Lo stesso enzima è stato poi messo alla prova in diverse condizioni di temperatura e pH, e ha continuato a superare le varianti già esistenti.

“Ciò che vedi in natura è probabilmente in qualche modo ottimale, almeno in relazione all’ambiente che circonda ognuno di questi aminoacidi,” spiega Alper. “Possiamo iniziare a studiare la proteina che ci interessa e analizzare in dettaglio ognuno di questi aminoacidi e i loro micro-ambienti e vedere cosa funziona e cosa no.”

Alper e il suo team sperano che il loro enzima sia più scalabile degli altri, e che permetta davvero di affrontare la crisi della plastica nel mondo.

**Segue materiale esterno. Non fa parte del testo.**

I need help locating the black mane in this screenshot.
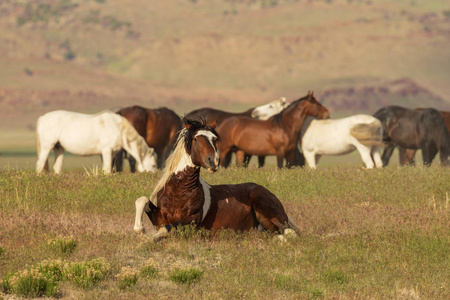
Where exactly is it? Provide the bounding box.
[183,116,219,153]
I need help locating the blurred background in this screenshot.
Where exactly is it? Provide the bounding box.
[0,0,450,168]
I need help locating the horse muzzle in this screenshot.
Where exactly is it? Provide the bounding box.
[206,154,220,173]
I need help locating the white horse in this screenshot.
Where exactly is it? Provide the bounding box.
[36,110,156,174]
[301,115,383,169]
[252,97,289,120]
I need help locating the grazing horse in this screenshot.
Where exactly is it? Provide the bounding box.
[115,105,182,172]
[186,97,289,167]
[134,118,299,239]
[398,108,450,166]
[36,110,156,174]
[251,97,289,120]
[217,92,330,168]
[373,105,450,166]
[301,115,383,169]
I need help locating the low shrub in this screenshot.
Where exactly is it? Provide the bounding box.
[115,267,139,290]
[47,236,77,255]
[169,268,202,285]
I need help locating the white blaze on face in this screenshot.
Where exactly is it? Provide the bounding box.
[195,130,217,153]
[195,130,219,164]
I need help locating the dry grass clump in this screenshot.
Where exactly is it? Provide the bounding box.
[0,166,450,299]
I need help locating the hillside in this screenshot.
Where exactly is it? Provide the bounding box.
[0,0,450,132]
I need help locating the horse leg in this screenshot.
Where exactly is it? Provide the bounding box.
[303,150,316,169]
[102,149,112,174]
[284,150,295,168]
[293,147,305,167]
[277,154,284,169]
[398,147,416,166]
[236,150,247,167]
[128,155,136,173]
[381,144,395,167]
[439,146,450,166]
[421,143,438,166]
[219,148,231,168]
[114,149,126,172]
[258,156,266,168]
[36,148,52,173]
[243,154,252,168]
[354,143,374,169]
[53,145,64,174]
[370,146,383,168]
[133,196,150,233]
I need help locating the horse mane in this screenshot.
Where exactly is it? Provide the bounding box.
[150,116,219,206]
[271,95,309,125]
[117,115,149,159]
[150,128,188,206]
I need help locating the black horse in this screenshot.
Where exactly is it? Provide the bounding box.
[373,105,450,166]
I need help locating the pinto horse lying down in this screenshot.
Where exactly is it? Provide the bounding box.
[134,118,299,239]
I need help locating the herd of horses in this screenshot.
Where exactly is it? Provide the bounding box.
[36,92,450,238]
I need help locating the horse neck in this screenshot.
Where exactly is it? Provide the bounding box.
[237,107,255,117]
[150,167,203,227]
[281,101,307,137]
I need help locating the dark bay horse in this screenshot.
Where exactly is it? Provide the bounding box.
[186,107,256,167]
[398,108,450,166]
[217,92,330,168]
[134,118,299,240]
[186,97,289,167]
[373,105,450,166]
[115,105,182,172]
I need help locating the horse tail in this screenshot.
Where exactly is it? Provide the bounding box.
[288,215,300,236]
[36,118,41,157]
[120,116,144,163]
[350,120,383,146]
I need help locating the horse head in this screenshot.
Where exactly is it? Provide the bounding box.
[183,117,220,172]
[252,97,289,120]
[303,91,330,119]
[138,147,158,172]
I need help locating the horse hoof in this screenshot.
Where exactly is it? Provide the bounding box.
[133,226,145,233]
[152,226,169,242]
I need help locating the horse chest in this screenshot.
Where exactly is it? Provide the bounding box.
[158,175,205,223]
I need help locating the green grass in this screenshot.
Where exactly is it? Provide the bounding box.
[0,165,450,299]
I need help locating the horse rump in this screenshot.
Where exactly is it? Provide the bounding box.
[350,121,383,146]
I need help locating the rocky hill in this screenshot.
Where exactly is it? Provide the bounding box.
[0,0,450,131]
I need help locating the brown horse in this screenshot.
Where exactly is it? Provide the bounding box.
[398,108,450,166]
[115,105,182,172]
[373,105,450,166]
[186,97,294,167]
[217,92,330,168]
[186,107,256,167]
[134,119,299,241]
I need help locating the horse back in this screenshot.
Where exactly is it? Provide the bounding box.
[146,107,182,148]
[186,107,254,125]
[419,108,450,148]
[117,105,147,138]
[202,182,288,230]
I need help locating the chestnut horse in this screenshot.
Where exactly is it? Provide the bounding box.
[217,92,330,168]
[115,105,182,172]
[186,97,289,167]
[373,105,450,166]
[134,118,299,238]
[398,108,450,166]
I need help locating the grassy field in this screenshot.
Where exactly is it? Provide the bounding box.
[0,165,450,299]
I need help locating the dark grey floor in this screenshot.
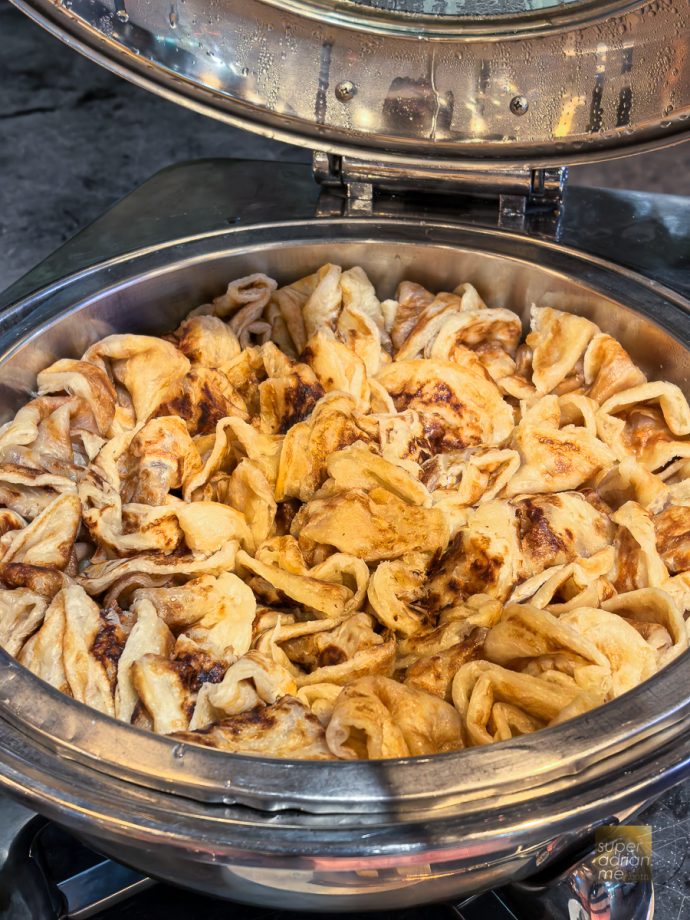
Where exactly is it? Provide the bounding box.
[0,0,690,290]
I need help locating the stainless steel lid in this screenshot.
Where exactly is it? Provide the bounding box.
[14,0,690,169]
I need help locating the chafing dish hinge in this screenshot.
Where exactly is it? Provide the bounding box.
[313,151,568,229]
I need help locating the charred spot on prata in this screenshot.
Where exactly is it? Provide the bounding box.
[91,609,127,689]
[279,378,323,434]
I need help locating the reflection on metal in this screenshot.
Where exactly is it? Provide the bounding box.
[0,161,690,904]
[505,851,654,920]
[10,0,690,170]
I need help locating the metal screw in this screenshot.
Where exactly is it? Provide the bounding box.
[510,96,529,115]
[335,80,357,102]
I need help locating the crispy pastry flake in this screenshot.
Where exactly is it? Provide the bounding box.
[0,264,690,760]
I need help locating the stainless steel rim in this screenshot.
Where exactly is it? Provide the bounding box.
[0,219,690,821]
[14,0,690,170]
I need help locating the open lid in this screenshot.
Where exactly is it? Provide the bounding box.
[15,0,690,169]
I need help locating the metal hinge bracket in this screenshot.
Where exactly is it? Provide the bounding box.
[313,151,567,230]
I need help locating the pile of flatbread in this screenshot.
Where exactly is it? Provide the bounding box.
[0,264,690,759]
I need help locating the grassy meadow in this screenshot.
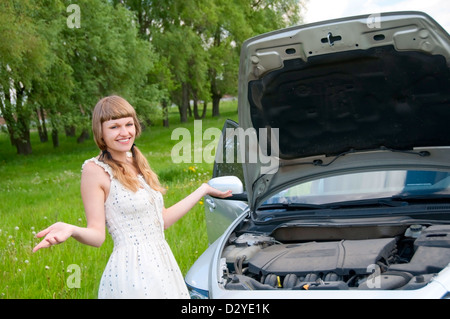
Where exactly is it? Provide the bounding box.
[0,102,237,299]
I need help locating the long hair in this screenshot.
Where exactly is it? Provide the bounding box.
[92,95,165,193]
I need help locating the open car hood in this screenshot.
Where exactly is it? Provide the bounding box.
[238,12,450,209]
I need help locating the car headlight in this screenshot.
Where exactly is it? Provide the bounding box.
[186,284,209,299]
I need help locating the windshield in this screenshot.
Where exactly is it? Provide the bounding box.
[263,170,450,205]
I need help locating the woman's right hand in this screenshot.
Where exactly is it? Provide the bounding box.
[33,222,73,252]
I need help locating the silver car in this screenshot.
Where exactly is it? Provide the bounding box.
[185,12,450,299]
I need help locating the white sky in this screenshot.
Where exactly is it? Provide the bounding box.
[303,0,450,32]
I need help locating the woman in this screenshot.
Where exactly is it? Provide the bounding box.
[33,96,231,298]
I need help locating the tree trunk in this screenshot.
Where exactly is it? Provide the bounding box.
[77,128,89,143]
[212,94,222,117]
[36,107,48,143]
[202,101,208,119]
[64,125,76,137]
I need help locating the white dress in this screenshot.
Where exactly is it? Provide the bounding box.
[83,158,189,299]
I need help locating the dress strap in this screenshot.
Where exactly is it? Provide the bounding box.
[81,157,114,180]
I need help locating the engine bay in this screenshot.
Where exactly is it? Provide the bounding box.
[222,224,450,290]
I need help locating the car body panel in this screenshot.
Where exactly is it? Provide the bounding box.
[186,12,450,299]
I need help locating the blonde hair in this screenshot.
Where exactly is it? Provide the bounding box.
[92,95,165,193]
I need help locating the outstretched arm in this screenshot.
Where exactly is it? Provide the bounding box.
[163,184,231,229]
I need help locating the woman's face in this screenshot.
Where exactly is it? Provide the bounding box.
[102,117,136,153]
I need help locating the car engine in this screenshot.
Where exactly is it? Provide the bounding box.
[222,225,450,290]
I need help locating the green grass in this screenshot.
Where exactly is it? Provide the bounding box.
[0,102,237,299]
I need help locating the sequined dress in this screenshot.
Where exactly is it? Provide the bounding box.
[83,158,189,299]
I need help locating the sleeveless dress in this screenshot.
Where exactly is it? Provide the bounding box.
[83,157,189,299]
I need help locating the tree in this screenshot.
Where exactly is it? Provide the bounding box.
[0,0,161,154]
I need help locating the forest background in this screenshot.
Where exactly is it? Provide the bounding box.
[0,0,304,299]
[0,0,304,155]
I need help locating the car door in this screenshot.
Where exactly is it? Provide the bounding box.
[205,120,247,244]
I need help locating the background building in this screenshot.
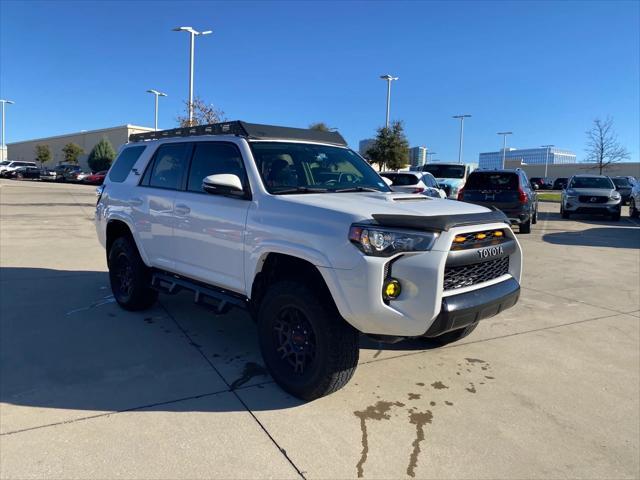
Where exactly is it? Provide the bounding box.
[479,147,576,168]
[358,138,376,157]
[505,160,640,180]
[409,147,427,167]
[7,125,153,171]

Già capace di sopportare un ventaglio di condizioni, FAST-PETase deve ora dimostrare di poter essere sia “distribuito e accessibile economicamente su grande scala industriale.”

Per prima cosa, dice Alper, lui e il team di ricerca devono sottoporre FAST-PETase a una vasta gamma di diversi tipi di PET che si trovano nel flusso di rifiuti mondiale e i detriti che si trovano spesso nelle bottiglie di plastica o sui contenitori di plastica quando viene riciclata. Se il gruppo trovasse un enzima o gruppo di enzimi con la robustezza per essere usati a livello pratico, credono di poter contribuire seriamente allo smaltimento dei “miliardi di tonnellate” di immondizia che invadono l’ambiente.